Google Just Dropped AI That Fixes The Internet

TLDR

Google DeepMind has unveiled CodeMender, an AI that autonomously finds and fixes security flaws in open-source projects, and Gemini 2.5 Computer Use, a model that operates computer interfaces like a human.

Takeways

• CodeMender autonomously identifies and fixes security flaws across large open-source projects.

• Gemini 2.5 Computer Use operates digital interfaces like a human, performing complex tasks autonomously.

• Both AIs feature advanced reasoning capabilities and integrated safety protocols for responsible deployment.

Google DeepMind's CodeMender AI autonomously identifies, patches, and validates security vulnerabilities across large open-source projects, demonstrating deep code understanding and proactive safety enhancements. Concurrently, their new Gemini 2.5 Computer Use model can interact with user interfaces like a person, performing complex digital tasks by interpreting screenshots and reasoning about on-screen elements, marking a significant step toward fully autonomous AI.

CodeMender: AI for Security

• 00:00:27 CodeMender is Google DeepMind's AI code developer specifically designed for open-source security, having already contributed 72 verified fixes to massive projects within six months. This AI surpasses traditional vulnerability scanners by understanding code logic, identifying root causes, generating patches, and validating them automatically before human review. Powered by Google's Gemini DeepThink models, CodeMender can debug, patch, and rewrite extensive code sections while maintaining consistent style and functionality.

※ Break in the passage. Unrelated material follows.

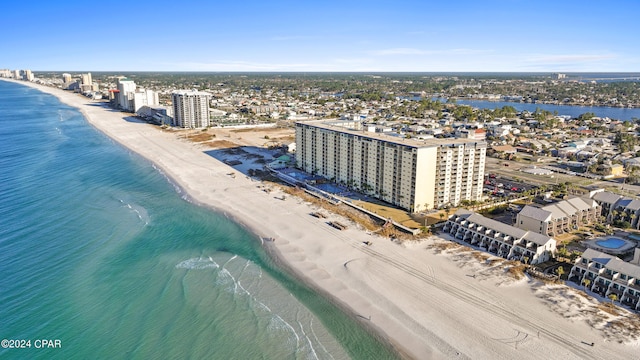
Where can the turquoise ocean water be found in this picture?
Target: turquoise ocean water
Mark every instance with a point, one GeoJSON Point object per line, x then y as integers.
{"type": "Point", "coordinates": [100, 251]}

CodeMender's Advanced Capabilities

• 00:01:33 CodeMender has successfully addressed complex issues, such as a heap buffer overflow in XML stack management and critical vulnerabilities in the libwebp image compression library. The AI employs an arsenal of program analysis tools, including static and dynamic analysis, fuzzing, differential testing, and SMT solvers, along with a multi-agent system where specialized sub-agents perform tasks like code critique. It can proactively rewrite code to enhance safety, for instance, by adding F-bound safety annotations to prevent future exploits, with an LLM judge verifying patch integrity.

Gemini 2.5 Computer Use

• 00:06:29 Gemini 2.5 Computer Use is a specialized version of Gemini 2.5 Pro that enables AI agents to operate software through browser or mobile interfaces by seeing and interacting with user interfaces. The model works by analyzing screenshots, user requests, and recent actions to output function calls like 'click,' 'type,' or 'scroll,' repeating this loop until a task is completed. While currently optimized for web browsers and showing promising results for mobile UI, it is not yet ready for desktop operating system tasks.

Impact and Safety of Gemini 2.5

• 00:09:28 This model has already been deployed internally at Google for UI testing, significantly accelerating software development and automatically recovering broken workflows. External testers report substantial improvements in speed and reliability compared to other systems, with Google's Payments platform team noting a 60% rehabilitation rate for broken UI tests. DeepMind has integrated safety guardrails and a per-step safety service into the model, checking every proposed action to prevent risky behaviors and allowing developers to enforce custom safety rules for high-stakes actions.